他總是這樣理所當然的耍流氓,理直氣壯的讓她不能反駁。
接過袋子,她去了浴室。
————-
出來看到葉清在指揮着人搬那臺舊鋼琴時,安晚出聲阻止道,“鋼琴不要了吧。”
聞言,葉清微微一頓。
“安小姐,這臺鋼琴並不沒有問題。”
有問題的不是鋼琴,而是她的心……關於過去的一切,安晚潛意識的想要隔絕,比如這臺鋼琴,比如客廳裡的那個水壺;亦或者,書桌上,那隻宋熙城送給她的鋼筆。
“不如你幫我看看有沒有人收,替我賣了好不好?”看着葉清,安晚白皙的臉上那一閃而過的沉痛讓葉清當下就點頭,“好的,安小姐。”
“謝謝!”
“傅少去了馬場,問你去不去?”
安晚當下就搖頭,“我還有事,我不去了。”,從那天后,再次聽到馬場兩個字,安晚第一反映是,腿在發軟。
那個地方,她一輩子都拒絕再次發踏入。
樓下,大大小小的箱子被人搬着出來,黑色路虎車依靠在馬路邊上時,就看到一架鋼琴被兩個男人一前一後的擡着從電梯裡出來。
宋熙城記得那輛鋼琴,曾經,他握着安晚的手在上面敲擊着那曲他最愛的鋼琴曲,就是他現在的手機鈴聲。
心像被什麼東西撓了一把,推開車門,大步流星向着那邊走去,跟放在路邊那架鋼琴擦肩而過時,腳步微微一頓。
“葉生讓我們直接送去明德路的琴行,那邊已經答應要了。”擡着鋼琴一邊的男子指揮着另一邊的夥伴說了句。
在電梯裡,宋熙城連他自己都辯不明,他爲什麼會打剛纔那通電話,讓倪建去那個琴行把那架鋼琴買了。
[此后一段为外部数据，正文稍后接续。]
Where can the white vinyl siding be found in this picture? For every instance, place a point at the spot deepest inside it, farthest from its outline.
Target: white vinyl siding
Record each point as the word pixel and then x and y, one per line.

安晚已經把最後的東西收拾好,與葉清正在等電梯,叮一聲,電梯門打開時,安晚看到了裡面的男人。
神色微微一僵,瞬間恢復自然。
安晚沒有錯過宋熙城脖子上的曖昧痕跡……
見她如此平靜的面對自己,宋熙城眸光控制不住的下沉,凌厲的目光上下打量着安晚,素雅,安寧,連眉間都是得體自然的平和。
時間仿若剎那停止,直到葉清打破這種沉默,“安小姐,傅少在酒店等你。”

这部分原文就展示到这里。